CHICKASHA, Okla. — Some years ago, a portion of Idaho Ave. was named "Ada Sipuel Ave." in dedication to one of Chickasha's own Civil Rights heros.
Ada Lois Sipuel Fisher crossed barriers in the 1940s when she became the first African American female to attend the University of Oklahoma.
The Chickasha native's admission to the school was hard won, involving the intervention of the Supreme Court. Even then, she was subject to a desk marked "colored" and a segregated dining area, according to the African American Registry.
Chickasha City Council held a work session on Monday to discuss renaming the rest of Idaho Ave., to the west of US81 (4th St.), "Ada Sipuel Ave."
No action is taken at work sessions. They are intended for discussion and are open to the public.
"OU has a memorial garden for her. We don't. We have half a street," Dr.
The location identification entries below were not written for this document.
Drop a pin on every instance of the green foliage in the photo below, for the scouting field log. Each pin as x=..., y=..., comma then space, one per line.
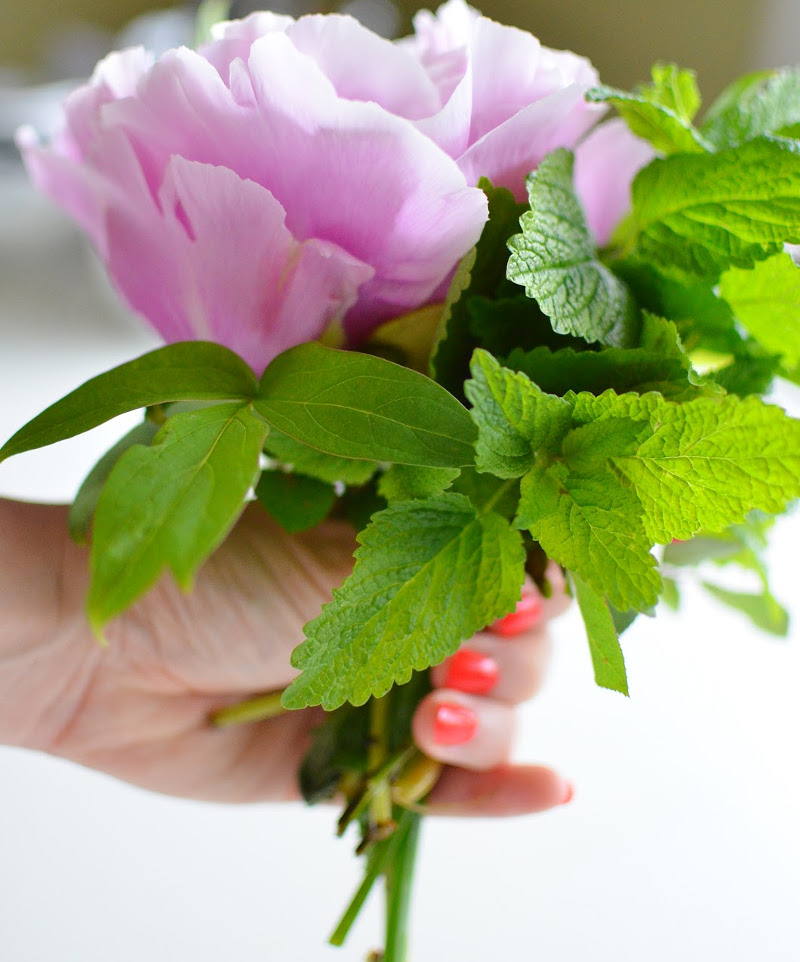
x=607, y=658
x=696, y=215
x=316, y=464
x=295, y=501
x=170, y=505
x=83, y=507
x=766, y=301
x=555, y=260
x=514, y=418
x=658, y=363
x=428, y=575
x=662, y=112
x=193, y=371
x=403, y=482
x=357, y=406
x=763, y=103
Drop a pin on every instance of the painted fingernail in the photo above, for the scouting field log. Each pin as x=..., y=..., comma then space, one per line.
x=527, y=615
x=454, y=724
x=472, y=672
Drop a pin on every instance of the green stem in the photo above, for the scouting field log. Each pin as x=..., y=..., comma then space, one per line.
x=399, y=883
x=252, y=710
x=376, y=866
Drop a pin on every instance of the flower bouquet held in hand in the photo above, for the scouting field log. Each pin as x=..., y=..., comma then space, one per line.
x=455, y=290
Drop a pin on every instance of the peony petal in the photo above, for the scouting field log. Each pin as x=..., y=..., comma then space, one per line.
x=605, y=165
x=363, y=66
x=220, y=264
x=509, y=153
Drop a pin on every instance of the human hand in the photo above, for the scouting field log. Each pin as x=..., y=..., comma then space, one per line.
x=139, y=709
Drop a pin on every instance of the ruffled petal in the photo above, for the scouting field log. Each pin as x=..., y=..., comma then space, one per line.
x=605, y=165
x=217, y=262
x=507, y=154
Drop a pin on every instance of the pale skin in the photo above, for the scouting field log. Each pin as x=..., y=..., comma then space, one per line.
x=139, y=709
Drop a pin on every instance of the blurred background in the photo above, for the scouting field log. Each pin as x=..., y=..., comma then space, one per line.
x=683, y=841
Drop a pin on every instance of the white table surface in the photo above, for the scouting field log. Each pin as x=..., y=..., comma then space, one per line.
x=683, y=842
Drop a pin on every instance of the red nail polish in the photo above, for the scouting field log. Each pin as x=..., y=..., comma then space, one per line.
x=454, y=724
x=472, y=672
x=527, y=615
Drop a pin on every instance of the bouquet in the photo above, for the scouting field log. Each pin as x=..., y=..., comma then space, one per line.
x=456, y=290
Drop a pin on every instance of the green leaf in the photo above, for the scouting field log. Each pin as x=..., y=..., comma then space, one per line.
x=762, y=609
x=659, y=362
x=481, y=273
x=763, y=103
x=403, y=482
x=555, y=260
x=428, y=575
x=514, y=418
x=83, y=507
x=697, y=215
x=191, y=371
x=295, y=501
x=766, y=301
x=589, y=522
x=172, y=504
x=316, y=464
x=708, y=463
x=357, y=406
x=607, y=658
x=654, y=122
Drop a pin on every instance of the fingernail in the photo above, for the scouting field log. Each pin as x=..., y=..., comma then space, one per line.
x=454, y=724
x=472, y=672
x=527, y=615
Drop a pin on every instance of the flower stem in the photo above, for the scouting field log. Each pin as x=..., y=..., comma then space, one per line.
x=399, y=883
x=252, y=710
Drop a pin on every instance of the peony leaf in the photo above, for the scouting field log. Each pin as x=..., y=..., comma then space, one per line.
x=763, y=103
x=170, y=505
x=296, y=502
x=555, y=260
x=357, y=406
x=189, y=371
x=607, y=658
x=428, y=575
x=697, y=215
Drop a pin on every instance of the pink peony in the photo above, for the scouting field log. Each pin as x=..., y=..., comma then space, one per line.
x=296, y=173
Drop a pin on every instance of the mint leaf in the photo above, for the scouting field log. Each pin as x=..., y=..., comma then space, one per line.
x=296, y=502
x=316, y=464
x=514, y=418
x=697, y=215
x=607, y=658
x=83, y=507
x=763, y=609
x=708, y=463
x=357, y=406
x=404, y=482
x=766, y=301
x=428, y=575
x=555, y=260
x=654, y=122
x=762, y=103
x=190, y=371
x=481, y=273
x=589, y=522
x=170, y=505
x=658, y=363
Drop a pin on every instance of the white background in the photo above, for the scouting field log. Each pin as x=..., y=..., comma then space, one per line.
x=682, y=843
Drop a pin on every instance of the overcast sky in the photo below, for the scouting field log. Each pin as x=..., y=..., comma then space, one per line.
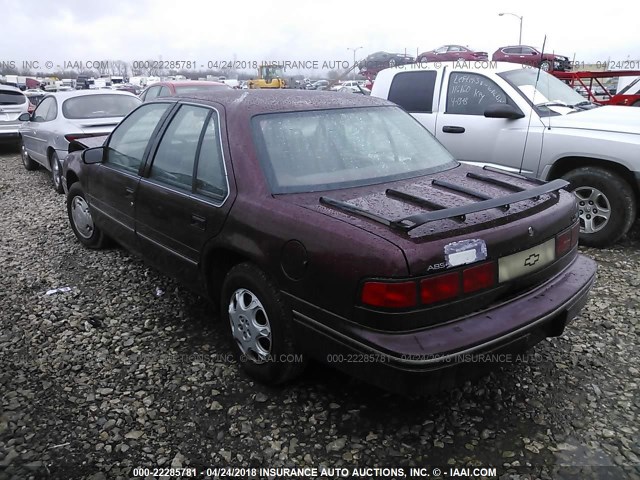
x=80, y=30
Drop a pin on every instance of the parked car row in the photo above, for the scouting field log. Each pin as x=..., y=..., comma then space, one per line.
x=521, y=54
x=533, y=123
x=60, y=118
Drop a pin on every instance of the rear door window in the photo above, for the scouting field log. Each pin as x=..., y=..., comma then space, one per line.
x=11, y=98
x=42, y=112
x=130, y=139
x=211, y=177
x=413, y=91
x=175, y=158
x=471, y=94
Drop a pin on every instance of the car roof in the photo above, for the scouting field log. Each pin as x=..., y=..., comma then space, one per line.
x=254, y=102
x=187, y=83
x=10, y=88
x=467, y=65
x=84, y=93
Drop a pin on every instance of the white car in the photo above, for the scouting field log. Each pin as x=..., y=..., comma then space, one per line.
x=531, y=122
x=63, y=117
x=13, y=103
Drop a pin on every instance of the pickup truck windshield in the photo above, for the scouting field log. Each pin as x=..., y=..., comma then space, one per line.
x=339, y=148
x=544, y=90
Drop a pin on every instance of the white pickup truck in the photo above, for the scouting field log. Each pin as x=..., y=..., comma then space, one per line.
x=528, y=121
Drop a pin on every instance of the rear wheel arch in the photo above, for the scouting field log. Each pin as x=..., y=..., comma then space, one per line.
x=216, y=263
x=71, y=178
x=564, y=165
x=607, y=195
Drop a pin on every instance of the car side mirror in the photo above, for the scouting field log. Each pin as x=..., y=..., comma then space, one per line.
x=93, y=155
x=503, y=110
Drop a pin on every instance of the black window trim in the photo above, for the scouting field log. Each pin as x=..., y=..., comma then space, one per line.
x=150, y=154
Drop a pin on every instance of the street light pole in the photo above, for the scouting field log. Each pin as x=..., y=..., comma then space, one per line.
x=354, y=60
x=518, y=17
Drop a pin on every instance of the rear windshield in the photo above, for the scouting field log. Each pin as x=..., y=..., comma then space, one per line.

R.P. Ashanti-Alexander, council member, said.
He said it was not unusual for streets named after African American historical figures to be set apart, in neighborhoods that are occupied mostly by African American residents.
The portion of the street that is named after Fisher, where she grew up, is also in a predominately African American neighborhood.
"It speaks to division," he said.
Several residents, business and property owners on Idaho Ave., to the west of US81, oppose renaming their street. According to one figure cited by these residents, there could be as many as 97 commercial and residential addresses.
Some of the issues these residents referenced included potential problems with their mail and personal costs, such as altering deeds and other paperwork. A business owner said there would need to be many costly changes to business cards, invoices, etc.
Zachary Grayson, council member, said he was initially in favor of changing the rest of Idaho Ave. to Ada Sipuel Ave., but not if it involved out of pocket expenses for residents and property owners.
Residents in favor of the change asked why, if the street name was changed before, it could not be changed again. According to a resident living on Ada Sipuel Ave., no one asked their permission then, and they were able to adjust to the change.
Those who opposed the change agreed that Fisher needs to be honored in Chickasha. Moreover, many said that a street was not enough, as it did not draw attention to Fisher's accomplishments. Some questioned whether the street name, which may cause resentment, was the best way to honor her.
They were receptive to other avenues of memorializing Fisher.
Some of the ideas shared by the council members and residents included a monument erected with a plaque telling Fisher's story, renaming Centennial Park, the Washita Valley Bridge or Chickasha's portion of the upcoming bypass.
Kimmy Loggins, council member, said a memorial in the downtown area of Chickasha, where city growth is focused, might be more accessible to visitors than some of the other options. John Noblitt, Chickasha City Manager, said the city has discussed a Chickasha "hall of fame" memorial, which could also include Fisher.
Both sides of the street asked why Idao Ave. was not renamed Ada Sipuel Ave. back during the initial change.
Ashanti-Alexander said he has tried to initiate ways to further honor Fisher over the years during his city council post. He acknowledged that the street name may never be changed, but having an open discussion was at least on the right path.